Überblick über Artifen
Was ist Artifen?
| Eigenschaft | Beschreibung |
|---|---|
| Aktiver Inhaltsstoff | Diclofenac (Natrium oder Kalium) |
| Pharmakologische Klasse | Nicht-steroidales Antirheumatikum (NSAR) |
| Herkunft | Synthetisch, Phenylessigsäure-Derivat |
| Häufige Formen | Tablette, Gel, Lösung, Zäpfchen |
| Hauptzweck | Entzündungshemmung und Schmerzlinderung |
Identität und medizinische Einordnung
Artifen ist ein Markenname für ein pharmazeutisches Produkt, dessen aktiver Kernbestandteil die synthetische Substanz Diclofenac ist. Diclofenac wird weitläufig als Nicht-steroidales Antirheumatikum (NSAR) klassifiziert. Diese Einordnung beschreibt die grundlegende Funktion des Arzneimittels: die Linderung von Symptomen, die durch Entzündungen hervorgerufen werden. Chemisch gehört Diclofenac zu den Phenylessigsäure-Derivaten. Diese präzise Kategorisierung unterscheidet seine molekulare Struktur innerhalb der großen Gruppe der NSAR. Seine Rolle als primäres entzündungshemmendes Mittel ist klinisch anerkannt und seine verlässliche Wirksamkeit wird durch pharmakologische Studien in Fachzeitschriften gestützt.

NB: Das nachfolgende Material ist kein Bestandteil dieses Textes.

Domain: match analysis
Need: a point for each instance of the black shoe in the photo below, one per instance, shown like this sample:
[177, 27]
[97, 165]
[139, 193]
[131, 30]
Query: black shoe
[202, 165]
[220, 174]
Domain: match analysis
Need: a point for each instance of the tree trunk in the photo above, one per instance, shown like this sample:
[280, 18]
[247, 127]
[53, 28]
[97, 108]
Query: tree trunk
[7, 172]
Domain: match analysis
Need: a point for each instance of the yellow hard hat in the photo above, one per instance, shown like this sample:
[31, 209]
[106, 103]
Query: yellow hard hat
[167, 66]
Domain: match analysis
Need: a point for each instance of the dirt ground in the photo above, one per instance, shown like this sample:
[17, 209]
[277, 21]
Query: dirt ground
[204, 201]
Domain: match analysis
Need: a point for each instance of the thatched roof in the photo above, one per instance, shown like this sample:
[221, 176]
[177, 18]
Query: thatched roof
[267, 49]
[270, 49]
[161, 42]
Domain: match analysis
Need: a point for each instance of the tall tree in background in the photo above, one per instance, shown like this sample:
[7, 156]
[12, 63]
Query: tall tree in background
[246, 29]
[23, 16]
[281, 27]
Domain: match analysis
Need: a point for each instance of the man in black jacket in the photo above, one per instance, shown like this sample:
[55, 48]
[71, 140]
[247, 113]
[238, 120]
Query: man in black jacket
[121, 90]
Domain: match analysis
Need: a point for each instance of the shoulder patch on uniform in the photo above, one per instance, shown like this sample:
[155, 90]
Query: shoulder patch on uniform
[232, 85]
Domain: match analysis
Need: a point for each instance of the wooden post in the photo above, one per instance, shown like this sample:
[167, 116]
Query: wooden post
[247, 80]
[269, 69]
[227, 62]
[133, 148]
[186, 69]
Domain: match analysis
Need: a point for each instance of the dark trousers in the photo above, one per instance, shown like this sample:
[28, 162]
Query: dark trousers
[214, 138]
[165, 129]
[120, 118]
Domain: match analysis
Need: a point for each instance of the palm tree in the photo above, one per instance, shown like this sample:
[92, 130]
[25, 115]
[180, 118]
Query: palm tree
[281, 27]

Zusammensetzung und Darreichungsformen
Der aktive Inhaltsstoff in Artifen ist Diclofenac, das typischerweise in Form seiner Salze Diclofenac-Natrium oder Diclofenac-Kalium verabreicht wird. Obwohl Diclofenac am bekanntesten in seiner oralen Tablettenform ist, ist der Wirkstoff offiziell in unterschiedlichen pharmazeutischen Zubereitungen erhältlich. Dazu gehören unter anderem magensaftresistente Tabletten, Gele zur lokalen Anwendung, sowie Lösungen zur Injektion (parenteral) oder Zäpfchen zur rektalen Anwendung. Die Vielfalt der Dosierungsformen und Verabreichungswege ist ein praktischer Vorteil, da dadurch gewährleistet wird, dass das Einzelwirkstoffpräparat entweder lokal oder systemisch angewendet werden kann.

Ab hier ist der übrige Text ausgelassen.